Panantukan, Filipino boxing, is an exception to the standard step and slide, as it features a hybrid footwork pattern that combines triangular movement with a boxing stance, and boxing's close attention to body mechanics. A Panantukan fighter will use his unique footwork to attempt to zone his opponent to achieve the perfect striking position.

===Circular footwork===
Circular movement patterns are an integral part of many forms of traditional Chinese martial arts, such as Baguazhang, Xingyiquan and Taijiquan, due principally to the strong influence of Tao philosophy. Circular footwork is also the basic method of movement in Enshin karate and derivative styles. Circular footwork functions in a way similar to triangular footwork, in that the martial artist advances towards his opponent at an angle in order to occupy the opponent's "blind spot." From here, the practitioner can strike more effectively while limiting his opponent's options for attack. Circular footwork is often considered more difficult to master than other types of footwork.

===Unconventional footwork===

Many styles of martial arts the world over contain footwork patterns that defy categorization. Such arts many Chinese Kung Fu styles that contain proliferant footwork methods that involve deep crouching, and closely mimic the movements and behaviors of animals, such as the tiger (harimau), monkey, or snake. The unique methods present within these arts make them philosophies unto themselves.

Brazilian martial art Capoeira uses footwork much like a dance to create offensive and defensive opportunities. Capoeirista use a side-to-side movement pattern known as ginga from which all other techniques are initiated.

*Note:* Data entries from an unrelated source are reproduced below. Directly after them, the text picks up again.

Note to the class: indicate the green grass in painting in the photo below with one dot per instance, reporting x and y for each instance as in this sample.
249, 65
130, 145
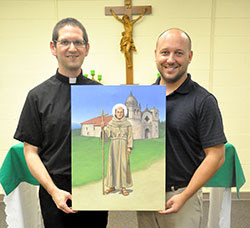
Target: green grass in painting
87, 156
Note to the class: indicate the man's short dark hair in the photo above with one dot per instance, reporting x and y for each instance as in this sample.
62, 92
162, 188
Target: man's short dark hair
69, 21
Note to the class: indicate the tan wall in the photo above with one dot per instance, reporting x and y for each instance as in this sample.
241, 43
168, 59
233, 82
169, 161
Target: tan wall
220, 30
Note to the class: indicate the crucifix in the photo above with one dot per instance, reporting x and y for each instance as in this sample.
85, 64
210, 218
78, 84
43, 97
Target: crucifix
127, 43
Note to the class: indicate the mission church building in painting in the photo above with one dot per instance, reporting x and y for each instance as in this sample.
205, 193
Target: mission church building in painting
145, 124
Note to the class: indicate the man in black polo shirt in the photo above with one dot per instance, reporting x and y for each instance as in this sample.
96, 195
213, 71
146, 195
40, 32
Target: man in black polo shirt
195, 138
45, 129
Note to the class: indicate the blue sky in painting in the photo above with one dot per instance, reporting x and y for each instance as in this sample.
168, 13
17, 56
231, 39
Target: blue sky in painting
87, 101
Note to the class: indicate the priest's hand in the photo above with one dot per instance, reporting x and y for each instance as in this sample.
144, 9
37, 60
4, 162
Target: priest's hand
102, 125
60, 198
174, 204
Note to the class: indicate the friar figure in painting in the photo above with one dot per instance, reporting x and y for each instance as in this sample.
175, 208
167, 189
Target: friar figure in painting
119, 131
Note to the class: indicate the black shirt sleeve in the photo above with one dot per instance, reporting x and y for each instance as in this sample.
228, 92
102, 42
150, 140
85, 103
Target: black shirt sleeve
29, 128
210, 124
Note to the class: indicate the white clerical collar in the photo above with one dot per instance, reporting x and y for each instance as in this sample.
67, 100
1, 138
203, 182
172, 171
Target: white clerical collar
72, 80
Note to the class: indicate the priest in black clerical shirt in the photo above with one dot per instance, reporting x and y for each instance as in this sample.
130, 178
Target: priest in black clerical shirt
45, 129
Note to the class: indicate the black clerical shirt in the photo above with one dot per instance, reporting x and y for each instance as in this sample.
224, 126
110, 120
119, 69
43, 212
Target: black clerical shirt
45, 121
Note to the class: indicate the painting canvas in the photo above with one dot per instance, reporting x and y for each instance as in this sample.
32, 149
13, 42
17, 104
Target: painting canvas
118, 147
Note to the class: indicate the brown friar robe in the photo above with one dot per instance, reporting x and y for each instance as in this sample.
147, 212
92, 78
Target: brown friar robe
118, 170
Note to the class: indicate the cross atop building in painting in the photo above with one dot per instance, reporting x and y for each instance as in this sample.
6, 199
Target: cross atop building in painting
127, 42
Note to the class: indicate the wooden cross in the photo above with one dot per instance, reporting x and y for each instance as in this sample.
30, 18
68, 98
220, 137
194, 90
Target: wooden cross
128, 10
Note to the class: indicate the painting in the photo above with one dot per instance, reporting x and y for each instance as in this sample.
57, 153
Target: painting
118, 147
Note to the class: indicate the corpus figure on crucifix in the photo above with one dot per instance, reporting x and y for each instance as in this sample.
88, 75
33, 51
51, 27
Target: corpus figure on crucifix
127, 42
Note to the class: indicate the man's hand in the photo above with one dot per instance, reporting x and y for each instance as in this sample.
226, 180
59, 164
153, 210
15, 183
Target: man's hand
60, 198
174, 204
102, 125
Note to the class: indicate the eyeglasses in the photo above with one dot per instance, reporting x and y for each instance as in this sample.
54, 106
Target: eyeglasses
66, 43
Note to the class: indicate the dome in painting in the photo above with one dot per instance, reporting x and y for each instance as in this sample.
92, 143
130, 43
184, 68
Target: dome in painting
131, 101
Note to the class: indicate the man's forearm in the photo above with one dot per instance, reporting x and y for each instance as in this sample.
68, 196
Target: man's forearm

An unconventional "dancing" style of footwork was popularized by heavyweight boxing champion Muhammad Ali in the 1960s. He moved side to side, and forward and back, while bouncing on the balls of his feet and dancing around his opponents. This allowed him to quickly move to wherever he wanted in the ring. He also occasionally shuffled his feet back and forth quickly, confusing his opponents before landing a blow, a move called the Ali shuffle. His unconventional footwork was referred to as the "dancing legs" at the time. The martial artist and actor Bruce Lee was influenced by Ali's footwork, which he studied and incorporated into his own Jeet Kune Do style of mixed martial arts. Ali's footwork also inspired a brief dance craze in Europe during 1966, mimicking Ali's footwork to a swinging up-tempo beat.

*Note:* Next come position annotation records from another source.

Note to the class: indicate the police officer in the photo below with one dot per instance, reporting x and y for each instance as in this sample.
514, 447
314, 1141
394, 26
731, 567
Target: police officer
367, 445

===Footwork and weaponry===

The presence of weapons can vastly influence how a fighter moves, in order to correctly accommodate the specific weapon in hand. Most forms of swordsmanship and stickfighting advocate that the lead foot be matched with the main hand, or hand that is currently clutching the weapon, as to allow the maximum possible reach to be achieved. This is also true for the use of knives and daggers, polearms, and flexible weapons. When using a weapon, reach is paramount to all other positioning options, thus the lead-to-lead rule is almost universally present, with few exceptions. Also, you generally want to shield your body with your weapon and not vice versa.